Tuesday 5 February 2008

GONE BABY GONE (Ben Affleck, 2007)


Gone Baby Gone is the directorial debut of actor Ben Affleck, adapted by Affleck and Aaron Stockard from the novel by Dennis Lehane, who also wrote the novel on which Clint Eastwood's Mystic River was based. Gone Baby Gone is the fourth of a series of five Lehane novels based on the P.I. couple Patrick Kenzie and Angie Gennaro. Lehane has also contributed screenplays for the best show on television, now or ever, The Wire.

Like most actor turned directors, there is not a strong or distinct visual style here, although there are some shots that linger in the mind, especially the still included above as well as the final image. The power of the film comes from the story, and Affleck smartly allows the plot and its moral ramifications to take center stage. There are great performances here from Amy Ryan and Ed Harris in particular, and the casting of Affleck's brother Casey in the lead works because he does not overwhelm the role. The same is true with Michelle Monaghan as the his partner. These characters are meant to be the ciphers through which the audience must think about the larger political and social issues of the film.

There is a strong case to the made that the auteur here is Lehane, and this extends to Mystic River. I think, auteur theory notwithstanding, that there is a greater affinity between these two films than between, for example, Mystic River and any other Eastwood film. We'll have to wait to see where Affleck goes from here, but this is a better debut than anyone had any reason to expect.

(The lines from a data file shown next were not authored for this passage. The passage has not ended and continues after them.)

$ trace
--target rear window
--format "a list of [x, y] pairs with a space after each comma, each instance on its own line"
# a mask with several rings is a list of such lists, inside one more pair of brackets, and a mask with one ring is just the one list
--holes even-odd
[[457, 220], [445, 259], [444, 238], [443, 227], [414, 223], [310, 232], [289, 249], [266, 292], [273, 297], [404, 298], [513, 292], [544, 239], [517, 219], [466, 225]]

I do not want to reveal much about the specifics of the ending, but it does deal with a situation in which a choice has to be made, and the values that represent each side of this choice cannot be reconciled. This makes the film an anomaly within Hollywood. In 1985, film scholar Robert Ray wrote his study A Certain Tendency of the Hollywood Cinema, 1930-1980. For Ray this certain tendency was for Hollywood films to set up a choice between two sets of values, often variations on the Western's civilization/wilderness, community/ individual dichotomy, and two sets of heroes, often variations on the outlaw hero versus the official hero. The ideological project of most films was to reconcile these two binaries and convince the audience that American ideology was not in fact as contradictory as it appeared. The classical example of this is Casablanca (Michael Curtiz, 1942) in which the character of Rick Blaine joins the community at the end to fight against the Nazis but retains his individual freedom by sending away his love interest with the official hero. Thus no real choice had to be made between freedom and responsibility. And even today, few Hollywood films demand any real acknowledgment of the necessity of choice. Admirably, Gone Baby Gone insists on this choice and does not make any attempt to soften its difficulty by reconciling the deep social and political divisions the film depicts.